[Haskell-cafe] Cannot update a field in a record with a polymorphic type.

Jon Purdy evincarofautumn at gmail.com
Sun Sep 6 18:13:57 UTC 2020


On Sun, Sep 6, 2020, 7:24 AM Ignat Insarov <kindaro at gmail.com> wrote:

> If a value of the
> transient instantiation of `defaultY` _(that exists only in the moment
> before its field is updated)_ is never observed, why does it need to
> be monomorphized? Why not be lazy about it?

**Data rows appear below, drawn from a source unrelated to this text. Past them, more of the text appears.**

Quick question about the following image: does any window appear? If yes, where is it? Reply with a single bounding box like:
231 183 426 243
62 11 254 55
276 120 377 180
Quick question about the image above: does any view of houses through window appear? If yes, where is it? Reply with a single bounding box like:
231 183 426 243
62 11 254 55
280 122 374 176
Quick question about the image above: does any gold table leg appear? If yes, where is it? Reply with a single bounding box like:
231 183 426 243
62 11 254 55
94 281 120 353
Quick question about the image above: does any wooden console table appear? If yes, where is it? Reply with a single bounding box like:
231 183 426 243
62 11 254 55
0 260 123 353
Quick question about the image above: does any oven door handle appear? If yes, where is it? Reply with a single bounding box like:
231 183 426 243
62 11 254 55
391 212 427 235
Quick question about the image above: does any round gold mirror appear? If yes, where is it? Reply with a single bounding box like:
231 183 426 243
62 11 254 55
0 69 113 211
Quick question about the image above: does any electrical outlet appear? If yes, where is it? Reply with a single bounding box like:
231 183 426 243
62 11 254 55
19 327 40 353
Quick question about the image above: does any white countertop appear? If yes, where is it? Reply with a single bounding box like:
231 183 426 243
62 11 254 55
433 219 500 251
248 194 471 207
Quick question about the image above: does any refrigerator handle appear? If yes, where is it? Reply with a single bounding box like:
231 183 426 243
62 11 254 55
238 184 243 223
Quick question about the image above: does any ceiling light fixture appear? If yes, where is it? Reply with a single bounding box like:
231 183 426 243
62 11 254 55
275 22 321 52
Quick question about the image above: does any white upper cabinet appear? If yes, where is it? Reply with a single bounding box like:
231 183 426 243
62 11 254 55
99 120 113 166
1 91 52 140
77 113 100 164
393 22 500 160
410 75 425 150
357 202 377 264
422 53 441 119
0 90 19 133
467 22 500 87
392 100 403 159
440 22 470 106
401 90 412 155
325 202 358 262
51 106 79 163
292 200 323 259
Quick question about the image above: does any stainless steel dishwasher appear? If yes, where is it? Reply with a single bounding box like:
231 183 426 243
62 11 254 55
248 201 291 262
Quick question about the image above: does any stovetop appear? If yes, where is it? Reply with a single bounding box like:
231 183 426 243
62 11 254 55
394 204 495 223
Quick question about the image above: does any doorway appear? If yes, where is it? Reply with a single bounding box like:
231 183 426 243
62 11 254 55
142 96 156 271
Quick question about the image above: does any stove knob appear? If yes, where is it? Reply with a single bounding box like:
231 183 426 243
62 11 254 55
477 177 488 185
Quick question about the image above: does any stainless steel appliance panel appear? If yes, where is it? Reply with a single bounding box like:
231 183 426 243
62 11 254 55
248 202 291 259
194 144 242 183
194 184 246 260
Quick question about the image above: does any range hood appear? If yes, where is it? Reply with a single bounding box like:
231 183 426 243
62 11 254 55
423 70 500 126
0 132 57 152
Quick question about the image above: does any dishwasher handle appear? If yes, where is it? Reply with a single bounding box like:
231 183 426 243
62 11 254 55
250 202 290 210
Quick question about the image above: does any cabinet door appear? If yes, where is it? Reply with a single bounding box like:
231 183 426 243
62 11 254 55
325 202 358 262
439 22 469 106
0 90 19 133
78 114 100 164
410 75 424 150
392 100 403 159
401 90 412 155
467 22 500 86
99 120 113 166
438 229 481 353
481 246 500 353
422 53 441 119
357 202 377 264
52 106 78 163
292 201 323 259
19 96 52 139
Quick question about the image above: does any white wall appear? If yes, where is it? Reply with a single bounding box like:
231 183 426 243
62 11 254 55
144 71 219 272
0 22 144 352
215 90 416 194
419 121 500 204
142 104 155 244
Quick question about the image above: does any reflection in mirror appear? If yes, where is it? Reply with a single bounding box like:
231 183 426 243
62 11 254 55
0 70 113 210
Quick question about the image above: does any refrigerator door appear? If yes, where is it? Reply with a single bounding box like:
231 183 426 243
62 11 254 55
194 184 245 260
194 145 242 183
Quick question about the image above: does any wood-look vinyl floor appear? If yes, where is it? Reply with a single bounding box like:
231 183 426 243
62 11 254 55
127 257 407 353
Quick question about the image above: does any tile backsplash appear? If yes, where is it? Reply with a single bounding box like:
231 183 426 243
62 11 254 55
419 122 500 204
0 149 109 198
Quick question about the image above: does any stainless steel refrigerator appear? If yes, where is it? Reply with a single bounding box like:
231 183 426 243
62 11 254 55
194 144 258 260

You could just as well ask why ‘(== [])’ or ‘(== Nothing)’ require an ‘Eq’
constraint even though it will provably never be used. The reason, of
course, is that the typechecker is only using purely local reasoning—yes,
if you inlined that function far enough into any use site, it would lead to
showing the ‘Eq’ redundant; and here, if you examined the update as a
whole, you would find the type of the subterm is redundant as well.

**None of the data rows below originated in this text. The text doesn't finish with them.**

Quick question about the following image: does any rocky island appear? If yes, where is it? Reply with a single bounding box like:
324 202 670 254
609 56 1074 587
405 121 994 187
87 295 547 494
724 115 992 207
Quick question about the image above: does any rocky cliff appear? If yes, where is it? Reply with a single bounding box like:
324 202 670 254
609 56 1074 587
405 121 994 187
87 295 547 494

The same is true for typeclasses generally—instead of having bounded
polymorphism, we could just substitute types and see what happens, like C++
templates do, but having the requirements stated in the type improves the
predictability of whether something will typecheck, and improves the
quality of error messages when it doesn’t.

Basically, we accept that types will always be an *approximation* of terms.
You can draw the line at different points—with refinement types, you can
reason about the particular values or ranges of integers, for instance,
instead of the coarse-grained ‘Int’. But all solutions that give you finer
granularity also have tradeoffs in terms of ergonomics and predictability.
Haskell has largely chosen to draw the line at “syntax-directed” as our
criterion for how checking ought to work, assigning a type to every subterm
in the same way, without context. This has turned out to be pretty usable
in practice, even if there are some frustrating circumstances like this
where you as a human can plainly *see* a fact that the typechecker cannot.